16 July 2016

what is best in life?

General: We won again! This is good, but what is best in life?
Warrior: The open steppe, a fleet horse, falcons at your wrist, and the wind in your hair.
General: Wrong! Conan! What is best?
Conan: A ripe mango.
General: That is good! That is good.
(See also. It's worth noting that I haven't seen the movie Conan the Barbarian, and when I first composed the above text I accidentally wrote Cohen instead of Conan. Who else remembers Cohen the Barbarian? The comments are open to any and all discussion of Cohen the Barbarian, also Rincewind and Twoflower.)

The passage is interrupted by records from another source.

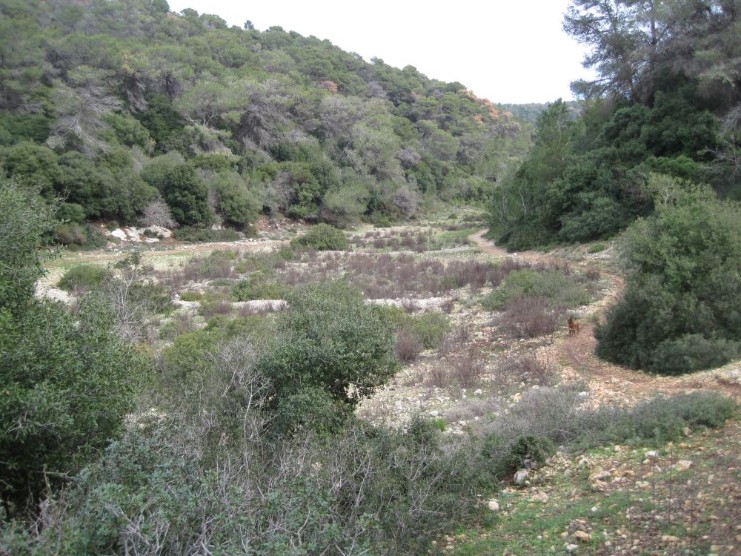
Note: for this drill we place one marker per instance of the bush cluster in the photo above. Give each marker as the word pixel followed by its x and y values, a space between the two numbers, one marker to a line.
pixel 681 309
pixel 323 237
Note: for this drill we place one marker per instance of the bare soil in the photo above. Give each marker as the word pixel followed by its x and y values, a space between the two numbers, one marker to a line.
pixel 608 382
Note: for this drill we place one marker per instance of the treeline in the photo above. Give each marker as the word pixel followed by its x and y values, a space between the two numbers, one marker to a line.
pixel 655 150
pixel 115 105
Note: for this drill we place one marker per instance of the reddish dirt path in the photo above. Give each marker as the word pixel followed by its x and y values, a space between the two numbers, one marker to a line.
pixel 605 381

Today, in between poking at revisions on a short story, I managed to produce a very credible version of this mango pie from The Woks of Life. (Used five mangoes and no lime zest, and I couldn't be fussed with the whipped cream—otherwise I followed their instructions to the letter.) The short story's rather questionable, but it sure is nice to have a completed first draft of something. There's no first draft that's worse than the blank page was, as the fellow said, and while I'm certain that there'll be expansions and additions and deletions I do at least have something that might sensibly be called a short story.

I won't be doing anything new when I observe that baking a pie is far more immediately rewarding than writing—this is as good a time as any to cite Grace Paley's lovely "The Poet's Occasional Alternative":
I was going to write a poem
I made a pie instead it took
about the same amount of time
of course the pie was a final
draft a poem would have had some
distance to go days and weeks and
much crumpled paper
The rest is here. A pie, as she notes, needs no revisions. Although what she doesn't say that's also true is that a good poem and a good story last forever. A good pie lasts a few days at most.

See? Sic transit gloria mundi.
It turns out, in any case, that what's best in life is tea and pie in the garden in the early evening with one's family. Shock finding.